The Hit List (Blu-ray)

January 28, 2012 4 Min Read

Review by: Fusion3600

Plot: What’s it about?

Allan Campbell (Cole Hauser) is not having one of his better days. At work, he was overlooked for a promotion in favor of a douche co-worker. Then he finds himself assaulted by a criminal, but the worst event involves his personal life. His wife didn’t just cheat on him, but she banged his best friend, no less. As he sits at a bar and nurses his wounds, he meets a man named Jonas (Cuba Gooding, Jr.). After some small talk, Jonas reveals that he happens to be an assassin and after hearing Allan’s misfortunes, he offers to snuff out five targets, on the house. Of course, Allan singles out the people who screwed him over on this terrible day, thinking the whole incident was a joke. But when his boss is found murdered, Allan realizes this is no joke and tries to track down Jonas, before anyone else is killed.

Now this is one terrible movie. I appreciate bad movies, from camp to just inept, but The Hit List has no redeeming qualities to make it tolerable. Cuba Gooding is simply awful here, both because he obviously isn’t interested and because his dialogue is so poorly written. The writers want his character to be a sophisticated, educated killer, but instead he comes off as an idiot and that is being generous. Not to mention Cole Hauser’s character, who is so unlikable and poorly developed, we don’t even have an iota of sorrow for his trials and tribulations. No wonder his wife cheated on him, right? Alas, even the low rent action scenes don’t pump some life into this bloated corpse, as the set pieces fail to spark even a minor adrenaline rush. You might yawn once or twice, but that is the extent of this movie’s juice. The Hit List is bad, but worse than being bad, it is dull. I can handle bad, but The Hit List is too dull and lifeless to sit through.

Video: How does it look?

The Hit List is presented in 1.78:1 widescreen. The movie might be miserable, but at least this visual presentation hits most of the right notes. The image isn’t a top tier effort, but it looks clean and offers rock solid detail. A few scenes are dazzling, but most fall into the middle of the road, as far as high definition is concerned.

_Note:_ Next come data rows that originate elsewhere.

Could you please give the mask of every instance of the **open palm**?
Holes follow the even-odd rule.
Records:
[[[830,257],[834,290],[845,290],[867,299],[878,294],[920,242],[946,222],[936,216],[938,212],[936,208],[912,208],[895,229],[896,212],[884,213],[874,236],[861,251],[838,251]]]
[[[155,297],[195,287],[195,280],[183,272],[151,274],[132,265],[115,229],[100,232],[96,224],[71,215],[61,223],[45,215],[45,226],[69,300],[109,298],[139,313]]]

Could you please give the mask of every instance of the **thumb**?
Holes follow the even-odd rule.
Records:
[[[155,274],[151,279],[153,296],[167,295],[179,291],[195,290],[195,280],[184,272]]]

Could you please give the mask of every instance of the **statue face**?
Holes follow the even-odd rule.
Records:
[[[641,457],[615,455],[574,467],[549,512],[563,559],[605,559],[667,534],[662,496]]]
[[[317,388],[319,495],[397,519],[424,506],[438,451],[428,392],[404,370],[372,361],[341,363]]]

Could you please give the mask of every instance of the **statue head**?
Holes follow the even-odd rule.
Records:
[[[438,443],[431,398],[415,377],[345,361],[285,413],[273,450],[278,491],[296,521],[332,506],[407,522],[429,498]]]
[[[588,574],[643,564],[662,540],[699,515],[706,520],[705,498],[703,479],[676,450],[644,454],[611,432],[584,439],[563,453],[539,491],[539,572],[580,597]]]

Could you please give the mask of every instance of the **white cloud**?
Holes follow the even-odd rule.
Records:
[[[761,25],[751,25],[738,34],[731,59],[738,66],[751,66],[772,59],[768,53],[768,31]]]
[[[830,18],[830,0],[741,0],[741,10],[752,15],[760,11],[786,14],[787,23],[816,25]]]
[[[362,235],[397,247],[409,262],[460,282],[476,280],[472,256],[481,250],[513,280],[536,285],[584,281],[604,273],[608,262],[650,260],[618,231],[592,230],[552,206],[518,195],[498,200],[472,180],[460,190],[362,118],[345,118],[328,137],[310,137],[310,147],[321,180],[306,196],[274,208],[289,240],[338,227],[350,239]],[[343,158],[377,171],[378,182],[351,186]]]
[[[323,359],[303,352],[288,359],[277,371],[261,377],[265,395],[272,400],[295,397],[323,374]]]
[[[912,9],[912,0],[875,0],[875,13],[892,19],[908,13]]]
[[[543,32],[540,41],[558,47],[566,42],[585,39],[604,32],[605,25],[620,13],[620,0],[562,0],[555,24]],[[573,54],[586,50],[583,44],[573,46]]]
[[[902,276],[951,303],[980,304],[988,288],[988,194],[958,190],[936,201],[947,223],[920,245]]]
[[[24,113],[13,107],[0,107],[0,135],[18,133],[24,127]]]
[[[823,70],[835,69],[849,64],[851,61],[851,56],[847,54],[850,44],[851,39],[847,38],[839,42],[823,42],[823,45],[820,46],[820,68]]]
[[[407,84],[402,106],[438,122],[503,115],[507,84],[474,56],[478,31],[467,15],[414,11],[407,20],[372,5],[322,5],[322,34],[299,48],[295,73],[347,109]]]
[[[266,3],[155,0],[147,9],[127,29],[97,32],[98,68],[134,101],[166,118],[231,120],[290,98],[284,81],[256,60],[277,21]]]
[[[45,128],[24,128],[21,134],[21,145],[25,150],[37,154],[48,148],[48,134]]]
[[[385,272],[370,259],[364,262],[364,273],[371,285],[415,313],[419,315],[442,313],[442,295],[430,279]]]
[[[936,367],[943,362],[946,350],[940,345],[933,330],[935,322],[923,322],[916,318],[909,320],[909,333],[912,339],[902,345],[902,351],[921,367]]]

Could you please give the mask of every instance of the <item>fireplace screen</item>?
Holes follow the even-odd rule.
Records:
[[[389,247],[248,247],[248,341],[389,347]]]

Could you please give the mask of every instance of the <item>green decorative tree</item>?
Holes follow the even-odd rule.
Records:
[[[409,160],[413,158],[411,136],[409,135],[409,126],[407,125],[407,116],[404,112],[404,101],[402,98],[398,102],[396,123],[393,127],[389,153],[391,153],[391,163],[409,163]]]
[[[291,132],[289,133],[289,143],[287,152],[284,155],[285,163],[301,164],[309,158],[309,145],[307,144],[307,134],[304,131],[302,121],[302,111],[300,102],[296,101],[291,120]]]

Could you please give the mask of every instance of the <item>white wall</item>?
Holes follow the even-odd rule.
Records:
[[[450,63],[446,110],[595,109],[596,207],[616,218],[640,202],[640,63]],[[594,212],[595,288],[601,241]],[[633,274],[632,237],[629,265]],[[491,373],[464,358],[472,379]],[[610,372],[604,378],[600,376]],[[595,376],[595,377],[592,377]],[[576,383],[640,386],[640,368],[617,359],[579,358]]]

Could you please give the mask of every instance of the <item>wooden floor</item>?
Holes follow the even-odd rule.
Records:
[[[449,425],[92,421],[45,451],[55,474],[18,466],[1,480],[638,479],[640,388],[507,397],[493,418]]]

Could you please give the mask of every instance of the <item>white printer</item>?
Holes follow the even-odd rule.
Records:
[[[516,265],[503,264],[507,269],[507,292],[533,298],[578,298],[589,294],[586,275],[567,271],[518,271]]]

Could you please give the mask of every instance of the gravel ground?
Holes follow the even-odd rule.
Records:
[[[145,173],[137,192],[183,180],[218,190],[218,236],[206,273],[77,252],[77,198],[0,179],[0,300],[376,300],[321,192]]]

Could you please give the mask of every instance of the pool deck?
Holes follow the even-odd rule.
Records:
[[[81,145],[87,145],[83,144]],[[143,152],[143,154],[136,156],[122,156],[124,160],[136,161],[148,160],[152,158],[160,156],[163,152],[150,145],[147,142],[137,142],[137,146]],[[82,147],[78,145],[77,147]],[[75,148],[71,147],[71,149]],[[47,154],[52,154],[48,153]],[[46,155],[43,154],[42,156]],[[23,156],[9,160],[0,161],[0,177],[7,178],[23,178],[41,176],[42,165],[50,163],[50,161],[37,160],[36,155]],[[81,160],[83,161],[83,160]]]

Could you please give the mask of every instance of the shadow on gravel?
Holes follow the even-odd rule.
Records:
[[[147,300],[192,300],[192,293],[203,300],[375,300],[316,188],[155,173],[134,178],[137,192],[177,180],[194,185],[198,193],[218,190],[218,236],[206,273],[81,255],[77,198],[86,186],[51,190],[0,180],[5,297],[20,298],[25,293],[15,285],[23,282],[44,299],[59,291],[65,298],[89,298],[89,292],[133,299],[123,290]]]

I found contrast to be smooth, with no errors to speak of, while colors remain within a natural spectrum. This isn’t going to be your new demonstration disc, but it looks quite good and delivers on all fronts.

Audio: How does it sound?

The DTS HD 5.1 soundtrack follows the same path as the visual transfer, more than solid, but not remarkable. The action scenes spark the surrounds somewhat, but don’t pack the kind of power you find in top level soundtracks. But it is still nice to have a little kick when the movie needs it. The music sounds good also, while dialogue is clear and is never hampered by volume issues or distortion. A very good audio presentation in all respects.

Supplements: What are the extras?

This release includes no bonus materials.